2 mei Gasthuis Leviticus 21

2

Ds. Rinse Reeling Brouwer, Amsterdam

Uitleg in LATE leerdienst, Het Gasthuis te Amsterdam, zondagmiddag 2 mei 2010

Schriftlezingen: Leviticus 21:1-24 en Matteüs 21:10-16

Goede vriendinnen en vrienden,

De laatste hoofdstukken van het boek ‘En Hij riep’, Leviticus, gaan over de kracht van de heiliging: het hele leven, van de gemeenschap en van de enkeling, staat hier onder het beslag van een overweldigende vernieuwing. Maar in de christelijke omgang ermee plegen we nogal selectief te zijn. Het Jubeljaar, in de volgende Sidra (Behar) voorgeschreven als een instelling die heilig gehouden moet worden, is gedurende de laatste decennia opmerkelijk populair geworden: alle schuldslavernij hersteld, alle scheefgegroeide verhoudingen rechtgezet. Maar met de stof van een hoofdstuk als dat van vandaag zullen de meesten van ons heel wat meer moeite hebben. Hier gaat het erom, dat zij die hun dienst verrichten in het heiligdom, ‘heilig zullen zijn’ (Lev. 21:6) – en dan denken in elk geval protestanten als bij reflex aan de aparte heilige status van de priesterstand in de kerk van Rome, en daar waren we altijd al tegen en na de grote ontmaskering van de afgelopen tijd eens te meer: want als al dat seksueel misbruik al niet meteen in samenhang te brengen valt met de celibaatsverplichting voor een speciaal-heilige groep, dan toch in elk geval wel met de vanzelfsprekende machtspositie van de clerus, die blijkbaar zichzelf dekt zolang als maar mogelijk, en zich niet door de laos (het volk, de lekenstand) laat controleren. Er zijn wel wat verschillen tussen het Roomse systeem en de cohaniem (de cohens) in het Israël waar de Thora van spreekt, maar die lijken toch niet zo ingrijpend dat je nu opeens enthousiast zou gaan worden voor een verschijnsel dat je elders verfoeit.
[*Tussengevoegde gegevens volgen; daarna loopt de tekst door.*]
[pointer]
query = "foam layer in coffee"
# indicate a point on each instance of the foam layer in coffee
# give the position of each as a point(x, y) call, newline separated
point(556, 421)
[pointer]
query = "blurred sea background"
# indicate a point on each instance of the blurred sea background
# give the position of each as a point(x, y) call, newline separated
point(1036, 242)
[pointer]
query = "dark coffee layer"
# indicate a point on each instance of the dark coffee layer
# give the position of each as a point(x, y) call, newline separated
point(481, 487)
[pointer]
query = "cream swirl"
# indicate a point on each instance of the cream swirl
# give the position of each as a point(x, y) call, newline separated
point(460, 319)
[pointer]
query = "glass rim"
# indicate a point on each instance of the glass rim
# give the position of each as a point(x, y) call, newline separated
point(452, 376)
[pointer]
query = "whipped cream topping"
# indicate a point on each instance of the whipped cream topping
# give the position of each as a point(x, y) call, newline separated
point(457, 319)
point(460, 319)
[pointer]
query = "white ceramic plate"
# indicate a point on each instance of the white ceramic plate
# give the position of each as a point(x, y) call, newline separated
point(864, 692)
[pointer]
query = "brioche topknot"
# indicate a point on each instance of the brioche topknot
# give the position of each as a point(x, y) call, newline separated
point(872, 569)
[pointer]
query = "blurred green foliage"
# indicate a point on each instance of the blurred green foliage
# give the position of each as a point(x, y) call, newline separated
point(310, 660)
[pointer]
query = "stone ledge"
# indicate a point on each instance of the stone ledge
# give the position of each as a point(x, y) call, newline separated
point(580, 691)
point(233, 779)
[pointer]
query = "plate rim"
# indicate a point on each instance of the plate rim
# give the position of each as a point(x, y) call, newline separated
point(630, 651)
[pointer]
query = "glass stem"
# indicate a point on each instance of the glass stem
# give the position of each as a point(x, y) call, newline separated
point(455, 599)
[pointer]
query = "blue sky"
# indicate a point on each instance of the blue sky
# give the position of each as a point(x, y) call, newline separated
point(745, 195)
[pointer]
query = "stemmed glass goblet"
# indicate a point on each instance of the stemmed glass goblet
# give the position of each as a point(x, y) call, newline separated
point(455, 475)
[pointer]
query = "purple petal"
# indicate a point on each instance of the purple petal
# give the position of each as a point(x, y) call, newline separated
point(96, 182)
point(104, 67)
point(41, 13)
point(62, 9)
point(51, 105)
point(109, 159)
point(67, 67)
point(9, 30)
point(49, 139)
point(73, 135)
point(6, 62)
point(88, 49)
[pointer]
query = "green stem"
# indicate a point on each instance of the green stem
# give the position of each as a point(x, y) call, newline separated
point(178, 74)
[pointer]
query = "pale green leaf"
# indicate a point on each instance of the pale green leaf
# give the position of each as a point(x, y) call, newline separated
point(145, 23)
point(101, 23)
Daarom eerst maar de vraag: wat is het beslissende gezichtspunt waaronder wij lezen? Het heiligdom van JHWH, de tempel is niet meer. Dat is na de vernietiging van de tempel van Herodes door keizerszoon Titus een gegeven zowel voor de synagoge als voor de Jezus-gemeente. Toch blijft de Talmoed juist zulke teksten nauwkeurig lezen – en de kerkvaders deden dat op hun manier ook nog, ik kom daar nog op. Dirk Monshouwer zei: wat de Stem riep, in Wajikra, is vóór alles om te hóren, het is niet om na te bootsen. Maarten den Dulk bracht daar tegenin: je moet toch ook doén. Ja, denk ik dan, voor sommige halachische gedeelten, zoals de spijswetten (Lev. 11) mag dat gelden, althans in het rabbijnse Jodendom. Maar juist met betrekking tot enkele andere sleutelgedeelten gaat het ook daar nu eenmaal bepaald niet: Jom Kippur vindt niet plaats in de tempel, en ook voor het Jubeljaar is er niet zo maar een land waar het gedaan kan worden, zelfs in het huidige Israël maar zeer beperkt. En het is ook maar de vraag, of je er nou zo naar moet verlangen, naar een derde tempel op de tempelberg, met al die dierenoffers die daar bij horen: zie je het voor je? De strenge orthodoxie zegt: pas de Messias zal de tempel herstellen, en daarmee geeft ze een leeswijzer voor een tekstgedeelte als het onderhavige: het gaat én bij de Verzoendag in het allerheiligste, én bij het Jubeljaar op het land, én bij de cohaniem die leven in het tempeldomein om toekomstmuziek. ‘Hij, de priester, zal heilig zijn…’ en gij, het volk, zult hem heilig houden…’ (vs. 8): dat is een toekomende tijd. Er worden ons in deze Sidra figuren voor ogen gesteld die nauwelijks kunnen bestaan, maar op wie des te meer gehóópt mag worden. Het gebod dat hier klinkt wil onze verbeelding openstellen voor een gestalte van mens-zijn die niet of nauwelijks is, maar komen kan, komen zal. Onder dit gezichtspunt stel ik in elk geval voor, hier vanmiddag te horen.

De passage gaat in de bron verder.